Building an MCP server is not a weekend project. It is an infrastructure investment that determines how capable your AI integrations can be. The decisions you make about transport, security, error handling, and testing compound over the life of the system. Get them right early, and you have a foundation that scales. Get them wrong, and you have technical debt that compounds with every new tool you add.

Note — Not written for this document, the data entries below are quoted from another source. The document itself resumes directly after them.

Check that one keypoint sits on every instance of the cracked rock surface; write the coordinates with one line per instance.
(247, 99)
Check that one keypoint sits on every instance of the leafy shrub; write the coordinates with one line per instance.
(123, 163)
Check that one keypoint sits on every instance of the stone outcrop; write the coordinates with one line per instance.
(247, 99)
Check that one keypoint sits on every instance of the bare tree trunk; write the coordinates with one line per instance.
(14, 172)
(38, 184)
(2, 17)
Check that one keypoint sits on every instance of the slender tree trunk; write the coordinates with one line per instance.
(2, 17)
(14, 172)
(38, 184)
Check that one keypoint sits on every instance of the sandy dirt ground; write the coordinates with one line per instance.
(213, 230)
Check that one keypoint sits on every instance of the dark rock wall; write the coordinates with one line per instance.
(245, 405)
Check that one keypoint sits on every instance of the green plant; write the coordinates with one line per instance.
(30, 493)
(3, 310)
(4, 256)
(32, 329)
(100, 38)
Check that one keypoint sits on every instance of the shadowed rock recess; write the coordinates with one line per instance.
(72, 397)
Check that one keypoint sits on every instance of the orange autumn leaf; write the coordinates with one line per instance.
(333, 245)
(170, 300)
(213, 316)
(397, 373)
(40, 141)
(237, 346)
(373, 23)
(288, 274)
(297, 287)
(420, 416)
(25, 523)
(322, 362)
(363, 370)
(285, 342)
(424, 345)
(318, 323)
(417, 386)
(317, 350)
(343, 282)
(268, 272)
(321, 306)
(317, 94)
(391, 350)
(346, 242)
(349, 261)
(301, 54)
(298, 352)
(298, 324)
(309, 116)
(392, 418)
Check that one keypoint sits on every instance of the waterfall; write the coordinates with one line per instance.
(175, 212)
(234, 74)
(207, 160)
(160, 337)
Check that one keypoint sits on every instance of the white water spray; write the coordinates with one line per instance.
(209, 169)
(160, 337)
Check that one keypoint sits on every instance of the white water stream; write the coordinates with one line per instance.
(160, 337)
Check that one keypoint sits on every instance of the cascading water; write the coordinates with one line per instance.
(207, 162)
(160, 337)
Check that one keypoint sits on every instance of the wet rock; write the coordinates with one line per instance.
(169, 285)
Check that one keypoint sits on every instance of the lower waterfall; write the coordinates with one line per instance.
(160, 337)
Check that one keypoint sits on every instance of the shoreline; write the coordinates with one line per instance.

The architecture we have outlined here is not theoretical. It is the architecture running behind our /api/mcp endpoint, serving tool calls in production. Every decision described in this article was made under the constraints of real traffic, real security requirements, and real operational complexity.
Key Takeaways
1
TypeScript provides the best combination of type safety, JSON Schema integration, and MCP SDK maturity for building MCP servers.
2
Choose stdio for local/IDE integration and HTTP/SSE for remote, multi-tenant, or web-based deployments. Each has distinct security implications.
3
Tool names, descriptions, and parameter schemas directly affect model behavior. Invest in clear, specific, and well-documented tool definitions.
4
Implement structured error responses with retryable flags and suggestions to give the model actionable recovery paths.
5
Defense in depth is mandatory: authentication, authorization, rate limiting, and input sanitization at every layer.
6
Test at three levels -- unit tests for handlers, integration tests for tool chains, and end-to-end tests for model interaction patterns.